Search For A Disorder
Human color vision is trichromatic and requires the normal function of three classes of cones responding to wavelengths of approximately 420nm (blue cones), 530 nm (green cones), and 560 nm (red cones). Dichromatic color vision discussed here is based on responses of red and green cones whose pigments are generated from contiguous gene regions on the X chromosome encoding OPN1MW (green pigment), and OPN1LW (red pigment).
The degree of color deficiency is variable and some males are so mildly affected that they are unaware of any defect until tested. The human eye is capable of seeing about a million colors which is made possible in part by the wide range of comparative signal outputs from the three classes of cones. In addition, the ratio of red and green cones varies among individuals and these factors collectively influence how each individual interprets the spectrum of wavelengths that enter the eye. The phenotype of red-green color blindness is highly variable.

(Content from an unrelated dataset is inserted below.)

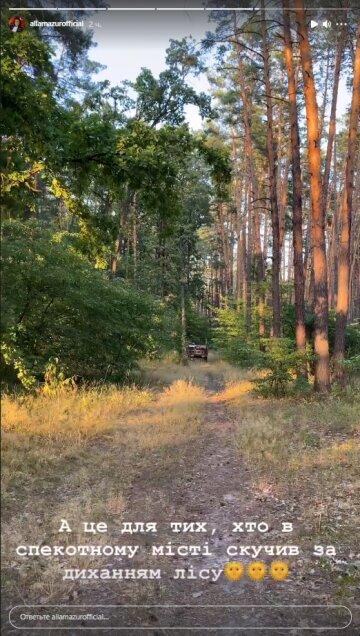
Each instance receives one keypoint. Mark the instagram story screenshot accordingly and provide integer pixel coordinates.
(180, 317)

Four subclasses of red-green color vision defects are recognized:
Protanopia – only blue and green cones are functional (1 percent of Caucasian males)
Deuteranopia – only blue and red cones are functional (1 percent of Caucasian males)
Protanomaly – blue and some green cones are normal plus some anomalous green-like cones (1 percent of Caucasian males)
Deuteranomaly – normal blue and some red cones are normal plus some anomalous red-like cones (5 percent of Caucasian males)
There are no systemic abnormalities.
Red-green color perception is based on gene products called opsins which, combined with their chromophores, respond to photons of specific wavelengths. The OPN1LW and OPN1MW genes reside in a cluster with a head-to-tail configuration on the X chromosome at Xq28. Red-green color vision defects are therefore inherited in an X-linked recessive pattern. There is a single gene for the red cone opsin but there are multiple ones for the green pigment. Only the red gene and the immediately adjacent green pigment gene are expressed. All are under the control of a master switch called the locus control region, LCR.
These DNA segments undergo relatively frequent unequal crossovers which can disrupt the color sensitivity of the gene products so that red-green colorblindness in some form is the most common type of anomalous color vision. It is found in approximately 8% of males and perhaps 0.5% of females.
No treatment is available for red-green color blindness although appropriately tinted lenses may enhance the perception of certain shades for specific tasks.
Early work in non-human primates suggest that viral-mediated gene therapy can restore trichromacy to at least some extent.